Concurrent Collections in Java

This post is intended to tell you what concurrent collections are, and why they are an improvement over the synchronized collections which have been available since the first versions of the JDK. You will also be introduced to some basic multi-threaded terminology regarding check-then-act sequences and composite operations.

If you are aware of what concurrent collections are and just want information on which ones are available and what their benefits are, you should view [this post] instead.

Synchronized Collections

Before version 1.5, the “thread-safe” collections provided with Java were not very sophisticated. They were called synchronized collections, and they worked by simply wrapping an instance of a collection (e.g. a hash map), and putting the “synchronized” keyword on all of the wrapper methods.

This might sound okay at first, but if we think about it, there are a number of issues:

  • Contention; every method with the “synchronized” keyword requires the monitor lock of the class. This means that while multiple threads may be attempting to use the collection at once, only one at a time can actually do so. The rest perform a blocking wait.
  • Composite operations; many useful operations require a check-then-act sequence, or another operation which is really composed of multiple operations. Synchronized methods guarantee that they will be executed without interference from other threads. They do not help you compose operations though. So, if you wanted two threads to (1) check if a value exists, and (2) add it if it didn’t already exist, then you would have to use additional client-side locking to make sure that those operations were executed together. If you didn’t use the additional locking, then the operations between the two threads could interleave resulting in:
    • Thread 1 and thread 2 both check and find {x} does not exist.
    • Thread 1 adds {x}.
    • Thread 2 tries to add {x} and fails because it already exists.

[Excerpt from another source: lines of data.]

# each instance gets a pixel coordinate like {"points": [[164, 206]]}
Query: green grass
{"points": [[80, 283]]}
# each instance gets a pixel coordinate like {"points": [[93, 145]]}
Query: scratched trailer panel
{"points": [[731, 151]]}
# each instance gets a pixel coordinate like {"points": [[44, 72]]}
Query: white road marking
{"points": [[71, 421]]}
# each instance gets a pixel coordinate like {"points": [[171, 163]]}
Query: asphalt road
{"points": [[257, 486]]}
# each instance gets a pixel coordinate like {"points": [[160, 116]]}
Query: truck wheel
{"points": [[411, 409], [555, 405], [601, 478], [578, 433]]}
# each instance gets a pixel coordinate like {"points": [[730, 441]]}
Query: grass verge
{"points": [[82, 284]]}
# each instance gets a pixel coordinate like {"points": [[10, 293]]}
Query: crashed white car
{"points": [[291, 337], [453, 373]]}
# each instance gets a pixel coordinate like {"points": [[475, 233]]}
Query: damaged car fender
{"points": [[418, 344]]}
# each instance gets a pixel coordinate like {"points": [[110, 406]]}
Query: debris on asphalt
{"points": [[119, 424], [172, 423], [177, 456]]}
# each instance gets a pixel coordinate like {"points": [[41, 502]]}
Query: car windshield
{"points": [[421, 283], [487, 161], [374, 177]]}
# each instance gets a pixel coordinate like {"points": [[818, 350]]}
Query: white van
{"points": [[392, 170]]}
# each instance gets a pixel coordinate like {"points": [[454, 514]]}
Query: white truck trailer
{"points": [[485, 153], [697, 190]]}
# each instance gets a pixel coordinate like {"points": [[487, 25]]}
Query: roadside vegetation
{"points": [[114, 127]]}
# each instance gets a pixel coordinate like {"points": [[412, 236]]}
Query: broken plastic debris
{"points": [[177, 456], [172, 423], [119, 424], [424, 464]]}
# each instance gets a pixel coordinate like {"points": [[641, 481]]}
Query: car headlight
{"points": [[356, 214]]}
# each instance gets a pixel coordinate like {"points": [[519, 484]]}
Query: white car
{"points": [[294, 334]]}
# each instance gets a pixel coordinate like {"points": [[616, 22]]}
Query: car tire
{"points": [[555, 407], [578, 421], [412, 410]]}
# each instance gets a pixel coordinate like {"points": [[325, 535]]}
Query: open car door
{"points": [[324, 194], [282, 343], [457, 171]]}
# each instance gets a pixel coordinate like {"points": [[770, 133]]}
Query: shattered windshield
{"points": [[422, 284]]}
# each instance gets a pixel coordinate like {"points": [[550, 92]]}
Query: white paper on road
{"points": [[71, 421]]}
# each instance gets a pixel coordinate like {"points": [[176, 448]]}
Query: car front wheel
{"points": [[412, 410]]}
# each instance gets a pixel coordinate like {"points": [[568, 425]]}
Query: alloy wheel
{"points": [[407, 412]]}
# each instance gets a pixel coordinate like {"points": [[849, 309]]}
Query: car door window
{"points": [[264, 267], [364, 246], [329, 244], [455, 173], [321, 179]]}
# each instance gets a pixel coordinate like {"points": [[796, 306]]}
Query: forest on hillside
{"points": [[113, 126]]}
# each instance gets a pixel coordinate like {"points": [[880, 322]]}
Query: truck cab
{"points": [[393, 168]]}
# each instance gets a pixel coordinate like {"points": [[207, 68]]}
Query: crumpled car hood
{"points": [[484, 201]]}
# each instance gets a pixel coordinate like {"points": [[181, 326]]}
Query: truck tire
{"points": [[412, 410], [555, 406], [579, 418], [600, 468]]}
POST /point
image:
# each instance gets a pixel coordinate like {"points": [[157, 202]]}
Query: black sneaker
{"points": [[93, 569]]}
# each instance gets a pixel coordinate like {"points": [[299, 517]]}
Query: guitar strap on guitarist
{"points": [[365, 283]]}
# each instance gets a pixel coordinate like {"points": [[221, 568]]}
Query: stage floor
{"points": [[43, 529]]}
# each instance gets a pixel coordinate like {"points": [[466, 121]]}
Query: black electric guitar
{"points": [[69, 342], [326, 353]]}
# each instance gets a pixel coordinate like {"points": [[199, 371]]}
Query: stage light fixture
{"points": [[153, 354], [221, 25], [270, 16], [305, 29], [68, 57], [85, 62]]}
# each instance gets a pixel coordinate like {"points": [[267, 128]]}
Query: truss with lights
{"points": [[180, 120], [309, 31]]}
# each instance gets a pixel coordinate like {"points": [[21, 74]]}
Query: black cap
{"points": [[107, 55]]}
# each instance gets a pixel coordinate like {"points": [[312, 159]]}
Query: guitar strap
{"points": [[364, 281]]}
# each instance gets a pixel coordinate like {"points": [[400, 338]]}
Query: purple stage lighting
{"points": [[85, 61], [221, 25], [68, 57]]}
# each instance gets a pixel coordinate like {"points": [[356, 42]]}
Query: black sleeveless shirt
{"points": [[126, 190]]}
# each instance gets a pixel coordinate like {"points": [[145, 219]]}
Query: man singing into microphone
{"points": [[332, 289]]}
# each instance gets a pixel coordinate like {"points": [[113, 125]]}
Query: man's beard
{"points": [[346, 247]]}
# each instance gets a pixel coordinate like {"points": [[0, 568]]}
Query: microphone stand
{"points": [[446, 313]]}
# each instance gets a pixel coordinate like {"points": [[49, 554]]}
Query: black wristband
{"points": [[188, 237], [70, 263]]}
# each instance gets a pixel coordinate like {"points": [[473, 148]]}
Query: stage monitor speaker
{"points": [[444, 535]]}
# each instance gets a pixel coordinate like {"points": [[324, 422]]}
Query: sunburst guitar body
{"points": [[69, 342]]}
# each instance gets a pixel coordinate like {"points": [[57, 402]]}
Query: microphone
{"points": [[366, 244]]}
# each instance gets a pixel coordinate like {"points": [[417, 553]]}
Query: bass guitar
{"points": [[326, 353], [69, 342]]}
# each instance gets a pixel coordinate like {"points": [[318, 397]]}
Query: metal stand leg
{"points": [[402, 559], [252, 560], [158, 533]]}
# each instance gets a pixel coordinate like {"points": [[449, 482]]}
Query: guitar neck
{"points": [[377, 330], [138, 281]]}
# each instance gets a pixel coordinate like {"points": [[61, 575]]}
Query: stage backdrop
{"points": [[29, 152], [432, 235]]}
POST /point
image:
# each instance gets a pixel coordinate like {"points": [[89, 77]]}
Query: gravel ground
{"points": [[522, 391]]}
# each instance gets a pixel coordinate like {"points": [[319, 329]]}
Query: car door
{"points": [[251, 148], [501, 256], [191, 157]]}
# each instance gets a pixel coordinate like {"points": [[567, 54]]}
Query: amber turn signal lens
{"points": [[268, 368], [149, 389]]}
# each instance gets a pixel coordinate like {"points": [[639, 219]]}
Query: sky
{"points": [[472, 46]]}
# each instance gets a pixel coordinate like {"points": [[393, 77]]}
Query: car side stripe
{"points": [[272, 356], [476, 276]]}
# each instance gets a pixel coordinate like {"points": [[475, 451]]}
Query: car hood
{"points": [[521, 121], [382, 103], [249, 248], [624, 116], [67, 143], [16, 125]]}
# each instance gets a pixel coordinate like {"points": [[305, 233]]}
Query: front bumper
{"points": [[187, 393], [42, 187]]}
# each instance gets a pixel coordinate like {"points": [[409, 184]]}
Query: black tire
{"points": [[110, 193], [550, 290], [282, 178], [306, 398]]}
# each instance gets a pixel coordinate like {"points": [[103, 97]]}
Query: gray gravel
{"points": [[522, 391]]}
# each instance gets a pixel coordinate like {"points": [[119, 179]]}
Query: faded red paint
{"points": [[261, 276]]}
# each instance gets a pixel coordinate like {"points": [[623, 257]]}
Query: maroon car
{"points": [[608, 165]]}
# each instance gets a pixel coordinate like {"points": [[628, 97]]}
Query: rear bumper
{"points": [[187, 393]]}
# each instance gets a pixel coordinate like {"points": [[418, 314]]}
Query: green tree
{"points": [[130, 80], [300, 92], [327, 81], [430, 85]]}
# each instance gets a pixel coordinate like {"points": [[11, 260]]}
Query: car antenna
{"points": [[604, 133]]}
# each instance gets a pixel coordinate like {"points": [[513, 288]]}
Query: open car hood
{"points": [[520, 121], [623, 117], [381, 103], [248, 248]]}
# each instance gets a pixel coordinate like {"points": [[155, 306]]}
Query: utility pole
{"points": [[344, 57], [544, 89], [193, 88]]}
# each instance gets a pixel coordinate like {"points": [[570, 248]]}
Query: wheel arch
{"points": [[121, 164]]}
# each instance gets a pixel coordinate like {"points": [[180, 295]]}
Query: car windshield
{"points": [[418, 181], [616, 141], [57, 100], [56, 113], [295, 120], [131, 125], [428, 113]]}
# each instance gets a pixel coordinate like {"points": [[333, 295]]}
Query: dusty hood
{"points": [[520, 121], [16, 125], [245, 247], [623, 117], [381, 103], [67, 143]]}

An interesting thing to note here is that synchronised collections always synchronize on the reference to the underlying collection. This is actually a benefit in some ways, because it means that the client can lock that collection themselves to form their own composite operations. Since concurrent collections use various internal locking mechanisms, it is not possible to use client side locking to form your own composite operations with them. So, you get built-in, better-performing common composite operations with concurrent collections, but you lose the ability to make your own composite operations.

Concurrent Collections

In Java 1.5, concurrent collection classes were added to address the shortcomings of the synchronized collections. Unlike synchronized collections, concurrent collections are not implemented by serializing access to the underlying class via synchronized methods. Instead, they were designed to minimize the scope of internal locking wherever possible. They allow multiple parallel readers and a limited number of parallel writers. They also may implement different interfaces to allow them to provide additional operations useful in a concurrent setting. For example, common composite operations like put-if-absent and replace are built right into ConcurrentHashMap, which implements the ConcurrentMap interface.

Let’s take a look at the JavaDoc for the ConcurrentMap class to see an example:

We can see the following:

Methods inherited from java.util.Map:

clear, containsKey, containsValue, entrySet, equals, get, hashCode, isEmpty, keySet, put, putAll, remove, size, values

New Methods Specified:

putIfAbsent : If the specified key is not already associated with a value, associate it with the given value.
remove : Removes the entry for a key only if currently mapped to a given value.
replace : Replaces the entry for a key only if currently mapped to some value

You can refer to the documentation link above to get more information; about these composite methods; this list was copied from there. The purpose of this post is just to inform you that they exist and are better supported by concurrent collections than synchronized collections.

Sample Composite Operation

Now… let’s look at an example of a composite operation. A typical composite operation is a check-then-act sequence where you (1) check a condition and then (2) act on that condition. Whenever you do this, you open the door for threading issues due to interleaving of operations as mentioned earlier. The “putIfAbsent()” operation in the ConcurrentHashMap interface is an example of a concurrent collection providing composite action support. It atomically performs the following operation to ensure no interleaving occurs:

V putIfAbsent(K key, V value):

              if (!map.containsKey(key))
                  return map.put(key, value);
                  return map.get(key);

Wrapping Up

Now that you’ve been exposed to the concepts of synchronized collections and concurrent collections, you should take a look at [next post] to see the various kinds of concurrent collections, and the new operations they support. Knowing what’s available in the Java libraries in advance can save you from implementing many of these features yourself (and having to test them) in the future.